Downtown Portland's Unnatural Beauty
Sunday 26 April 2015 — Category: Outings
Right after my photo outing and picnic at Portland’s River View Cemetery — see my article Dying to Photograph a Cemetery — I headed downtown to the largest camera store in the city: Pro Photo Supply, where I had taken my first step into a brand-new (Micro Four Thirds) world back in 2012.
Even though I had been to that store half a dozen times, I had never taken the time to explore the surrounding area. So this time I did take the time — just a half hour or so. I ended up in The Fields Neighborhood Park in the Pearl District, at the northern end of downtown Portland.
From there you have a great view of the elegant, double-decker Fremont Bridge which carries Interstate 405 and U.S. Route 30 over the Willamette River.
Because I didn’t have time for another photographic outing that day, I vowed to return in the near future, so I could discover the many treasures of the Pearl District and the rest of downtown Portland.
Earlier this month I kept that vow by taking a 5-mile, 7-hour, 750-image photo-walk through part of the inner city. I’ve already recounted many of the details in my previous article — see A Country Bumpkin in the Big City — so I won’t repeat myself here.
I took so many interesting shots that they are too numerous to squeeze into a single album. I took enough pictures along the west bank and the east bank of the Willamette River, as well as from bridges spanning the river, that each of those three locations deserve their own album.
Because I had already shared some photos from my quick March visit to The Fields Neighborhood Park, I decided to combine them with the images from my longer April outing which were taken downtown, but not along or over the river.
Therefore, in the Portland Downtown Spring 2015 album, the first six photos were taken in March, while the remaining 52 images are from the trip I made about ten days ago. In keeping with my love of black and white photography, eight of the pictures are monochrome, and can also be viewed in the Black and White 2015 album.

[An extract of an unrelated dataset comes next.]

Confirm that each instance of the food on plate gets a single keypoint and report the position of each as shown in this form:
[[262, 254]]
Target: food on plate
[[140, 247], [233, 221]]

It took me an entire day to research the buildings and locations I had photographed, in order to provide accurate and informative captions for each picture. Rather than letting all that effort go to waste, I marked each location in Google Earth, so I would have that information for future reference. Even better, I linked each location to its relevant article on Wikipedia, or another Web page if a Wikipedia article was lacking. I also marked the path I took during my five-mile April walk.
Even better, I have saved the locations to a Google Earth .kmz file and am sharing it on this Web site so that anyone can download it. Once opened in Google Earth on your device, you can virtually examine nearly 50 wonderful buildings and locations in Portland. Hint: be sure to enable the 3D Buildings option. You can download this Google Earth file by clicking here.
If you take the time to consider the locations of my nearly 100 photo outings all over Oregon, almost all of them have been in the great outdoors away from cities. Oregon has amazing and abundant natural beauty, and I thrive on that splendor which transcends man, as well as on the silence and solitude I experience away from civilization.
In light of all this, it is really amazing that I would even want to go on photo outings in Portland, the largest city in Oregon. The official Portland metro area encompasses 25 cities, has a population of 1.5 million, and covers hundreds of square miles.
The expanded greater Portland metro area, which includes more towns near Portland, as well as the Vancouver, Washington, area right across the Columbia River from Portland, boosts the totals to 2.3 million people spread over nearly 6,700 square miles.
What is even more astonishing is that I have really enjoyed my first handful of outings to such an urban area. And I am eagerly looking forward to making one or two photo outings a month there, for the foreseeable future. What in the world has gotten into me?
God is the Creator, and His works in nature are unsurpassed. Yet He is not the only creator — He has given human beings some of His creative ability. Therefore it should not come as too much of a surprise that man can create his own splendors as well. During my walks around downtown Portland, I have found much of this man-made beauty to admire.
In my photographic wanderings all over Oregon, I have neglected this vital corner of the state for too long. I can’t explain why I am suddenly attracted to it, but while it lasts I will put natural Oregon on the back burner, and focus my photography on the unnatural beauty of downtown Portland and the rest of the metro area.